Tuesday, December 22, 2009

Shiver by Maggie Stiefvater


It's Christmas break, and after a semester chock-fill of papers, meetings, and heartbreaking football games, damnit, I need some pleasure reading. I found out about Maggie Stiefvater's Shiver while aimlessly clicking around Amazon.com trying to distract myself from the paper I was supposed to be writing. It got good reviews from readers and critics alike, which I usually take as a good sign with books (with movies I say to hell with the critics, I'm pretty picky with what I choose to read for fun anymore, considering I don't get to do it much).

Shiver is about a Minnesota girl, Grace, who watches, with a devotion bordering on obsession, the wolves that live just beyond the safe boundaries of her backyard. "Safe" probably isn't the best description, though, considering those wolves dragged her from her tire swing when she was ten and nearly killed her. But there's one wolf that saved her, the one with yellow eyes, and she's always felt drawn to him. No spoiler, guys, this one is easy to tell from the book jacket's summary - the yellow-eyed wolf is really Sam, an 18-year-old boy who spends his summers as a human and his winters as a wolf. The other ones in his pack are the same, going about compromised human lives when the temperatures stay balmy but inevitably turning into wolves when the leaves start falling. Here's the catch, though - eventually they just don't turn back in the spring, and they just become wolves forever.

Anyway, it's pretty much been billed as "Twilight - but with ONLY werewolves!" I would say that's an apt comparison and a good hook. It is indeed about love-at-first-sight for a human girl and a paranormal boy, and the incessant suspense and sensory imagery definitely makes it a page-turner.

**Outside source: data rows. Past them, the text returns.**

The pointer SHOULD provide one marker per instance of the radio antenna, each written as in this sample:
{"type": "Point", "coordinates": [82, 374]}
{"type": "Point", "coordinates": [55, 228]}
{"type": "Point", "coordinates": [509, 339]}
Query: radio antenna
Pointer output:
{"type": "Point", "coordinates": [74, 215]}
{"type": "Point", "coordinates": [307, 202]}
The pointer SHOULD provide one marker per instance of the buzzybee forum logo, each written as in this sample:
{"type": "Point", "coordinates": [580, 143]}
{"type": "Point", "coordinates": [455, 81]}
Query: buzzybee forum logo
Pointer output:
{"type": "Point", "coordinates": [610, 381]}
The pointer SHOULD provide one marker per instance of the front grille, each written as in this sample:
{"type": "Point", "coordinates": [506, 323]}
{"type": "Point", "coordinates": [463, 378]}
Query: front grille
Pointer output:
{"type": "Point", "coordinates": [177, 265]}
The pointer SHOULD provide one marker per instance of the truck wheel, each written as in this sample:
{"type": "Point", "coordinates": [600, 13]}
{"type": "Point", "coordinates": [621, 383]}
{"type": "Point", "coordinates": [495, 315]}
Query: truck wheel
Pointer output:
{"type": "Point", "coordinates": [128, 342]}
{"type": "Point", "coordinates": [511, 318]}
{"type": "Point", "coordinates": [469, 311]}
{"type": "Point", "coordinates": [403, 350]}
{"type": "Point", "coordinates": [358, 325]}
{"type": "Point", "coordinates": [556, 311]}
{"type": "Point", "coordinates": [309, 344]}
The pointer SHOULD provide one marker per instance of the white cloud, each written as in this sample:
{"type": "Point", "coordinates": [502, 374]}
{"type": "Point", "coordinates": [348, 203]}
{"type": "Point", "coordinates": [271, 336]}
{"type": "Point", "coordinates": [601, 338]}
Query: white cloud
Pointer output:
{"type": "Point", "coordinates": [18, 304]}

But I'm gonna be predictable here and say IT'S TOTALLY MORE AWESOME THAN TWILIGHT. Which I feel is a pretty standard assessment for about every other book ever written, but I really mean it, you guys. The entire time I was reading Shiver, I just kept marveling at the lyrical simplicity of it. The character's reactions and interactions are so natural and, I guess, appealing in their kind of relationship normalcy. There are no histrionics here, no Bella with a gaping hole in her chest and etc etc DRAMZ. Grace and Sam are wonderful characters with flaws and there is mystery that keeps the plot tightly bound even as there is room to linger on character moments. And there is definitely some sexiness, deliciously embraced and not all repressed and forboden like it is in far too many other YA supernatural romance books (as in every other book in the Twilight vein).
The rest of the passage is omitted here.